Do startups reflect their founder’s cultural background?

We all have probably heard the saying – devil is in the detail. When I met my husband, at first I felt we were pretty similar, even though he is from Switzerland and I am from India. Two very distinct cultures. We had similar values and interests in life. The first time the detail devil was looking in our face was when we started our company together.

We realised just about how different we were in every aspect of forming our company. From the name of the company to logo, brand communication, product selection, marketing, sales and even for accounting we had different opinions.

Before starting our company, I worked in several multi-national companies in India, Singapore and Switzerland. Of all the companies that I worked for there was only one, where a difference of opinion was truly celebrated. In every other company, the consensus was the key. I felt this was even more important in the Swiss companies where I worked.

Not having a consensus with a colleague is very different from not having a consensus with your life partner who also happens to be your business partner. There is a very different charge of emotion attached to it. It surely overflows into your personal life. You suddenly realise that you stop getting your morning coffee prepared with love by your partner because he is pissed about you telling him that his idea about the business doesn’t make sense. This never happened to us, just for records.

There are two schools of thoughts when it comes to diversity in business. First, less diverse teams are faster. Because they understand each other and come to a consensus pretty fast. Let’s agree conflicts are not pleasant and often they are energy suckers. Teams with less diversity surely have more harmony and speed. The downside could be that they are moving very fast in the wrong direction, due to lack of questioning and challenge within the team.

The second school of thought says that diverse teams are more creative and strongly connected to each other, provided they survive! Yes, these teams like Dominic and myself are always on the edge of breaking up (professionally!). The art of `agreeing to disagree` is a hard one to master.

Most middle-class Indians grow up with a sense of fighting spirit instilled in them at a very early stage in life. Life is a race and there is no place for the ones who come second. Now, India is a huge country with over a billion people from different faiths and belief system. No generalisation works for this country. So, I speak only for myself and my observations of India.

Most of my time living in India and even now when I go back, I feel as soon as the plane touches down in Mumbai, my life is put on a fast track. Everybody seems to be in a rush. Everything has to happen now. There is no time to look into details, which is the Swiss national hobby, I feel.

In Switzerland, most people have time or they make time to look in absolute detail for making the most perfect products and companies (surely there can be exceptions, like with every generalisation). Unfortunately, Dominic is not that exception. The attention to every single detail he puts in our company is nerve-wracking for me. It’s like putting big iron chains around the legs of a racehorse who is losing sight of all his competitors who started the race long back. It is frustrating until I meet someone who tells me “Elephant Cross has a beautiful logo”. And then I remember the two months and some 100 odd designs that we worked on before we finalised our company logo.

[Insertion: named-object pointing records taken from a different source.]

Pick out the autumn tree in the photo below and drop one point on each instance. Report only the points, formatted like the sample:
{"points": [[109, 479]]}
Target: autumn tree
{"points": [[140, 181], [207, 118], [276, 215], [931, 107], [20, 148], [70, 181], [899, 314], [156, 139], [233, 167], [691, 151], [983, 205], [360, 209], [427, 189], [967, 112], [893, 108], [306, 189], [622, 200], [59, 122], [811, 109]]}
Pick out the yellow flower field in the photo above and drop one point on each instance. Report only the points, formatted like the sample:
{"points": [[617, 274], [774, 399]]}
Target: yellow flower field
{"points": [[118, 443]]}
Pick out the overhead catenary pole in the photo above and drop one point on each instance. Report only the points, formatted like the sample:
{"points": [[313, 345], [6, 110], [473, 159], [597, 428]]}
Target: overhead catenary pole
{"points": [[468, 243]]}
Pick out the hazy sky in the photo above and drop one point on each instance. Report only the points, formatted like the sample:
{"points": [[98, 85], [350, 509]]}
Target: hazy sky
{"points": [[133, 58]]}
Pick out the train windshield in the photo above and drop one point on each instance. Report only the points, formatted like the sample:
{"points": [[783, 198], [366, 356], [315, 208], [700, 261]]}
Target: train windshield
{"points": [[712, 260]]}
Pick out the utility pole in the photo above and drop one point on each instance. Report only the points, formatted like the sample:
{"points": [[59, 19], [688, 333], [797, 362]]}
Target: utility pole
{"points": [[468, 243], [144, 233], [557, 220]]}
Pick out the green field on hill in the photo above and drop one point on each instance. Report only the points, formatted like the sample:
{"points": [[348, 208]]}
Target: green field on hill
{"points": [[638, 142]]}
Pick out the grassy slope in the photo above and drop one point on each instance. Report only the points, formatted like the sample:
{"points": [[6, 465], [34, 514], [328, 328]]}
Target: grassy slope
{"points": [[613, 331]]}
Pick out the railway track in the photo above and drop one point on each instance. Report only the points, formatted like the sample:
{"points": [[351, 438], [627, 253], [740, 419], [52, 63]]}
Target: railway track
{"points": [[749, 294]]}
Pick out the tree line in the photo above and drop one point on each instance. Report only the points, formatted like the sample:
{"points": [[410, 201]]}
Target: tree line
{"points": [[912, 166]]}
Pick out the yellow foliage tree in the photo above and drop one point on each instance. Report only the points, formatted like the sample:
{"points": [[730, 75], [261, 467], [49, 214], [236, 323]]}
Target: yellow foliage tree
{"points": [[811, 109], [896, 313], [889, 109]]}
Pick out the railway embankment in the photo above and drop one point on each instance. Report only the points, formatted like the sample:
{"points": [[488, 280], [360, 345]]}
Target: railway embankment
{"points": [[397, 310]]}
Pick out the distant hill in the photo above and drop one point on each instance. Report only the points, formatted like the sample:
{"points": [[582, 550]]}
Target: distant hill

But soon comes a new topic and a new frustration to find a middle ground. My desire to run fast, fall, get up and run again, try different things even I am not sure what they mean, take a calculated risk, build something, trash it, build again, is perhaps quite a roller coaster that Dominic does not like to subscribe to.

While both of us suffer in the process, it has given our company a unique personality. I can tell you several instances where it has been a big advantage to have this combination and I can also tell you several instances where I feel it came in our way.

Here’s my favourite. Our Indian manufacturer had given us the product price at the time of placing our order. This was in US dollars. 6 months later when we were collecting our order and making the payment, he gave us the bill in INR (Indian rupees). Dominic made the currency conversion and realised that the amount is much higher in INR when converted from USD. Even with the highest exchange rate in the last 10 years, the difference was over 1000 USD. Meticulously, he made the calculations of several scenarios of exchange rates. Our manufacturer was shocked at the detail calculations Dominic offered and in the end, agreed to accept the payment in USD as fixed at the time of placing the order.

In another incident, while placing our order I wanted to add to our collection, silk square scarves. I was convinced there is a market for it and we should just test it to find out. Dominic was not convinced with testing it at that time. We could not agree on it and it fell out of our collection. A year later, after receiving the request for these silk square scarves from many people, we are now preparing to introduce them in our next collection.

So, you win some, you lose some. In the end, is it worth the hassle? You need to answer for yourself. As human beings, we are similar and different at the same time. Each project is unique. And so are the project owners. What works for one, may not work for others. But it is totally worth your while to give it due consideration (the Swiss way :-)).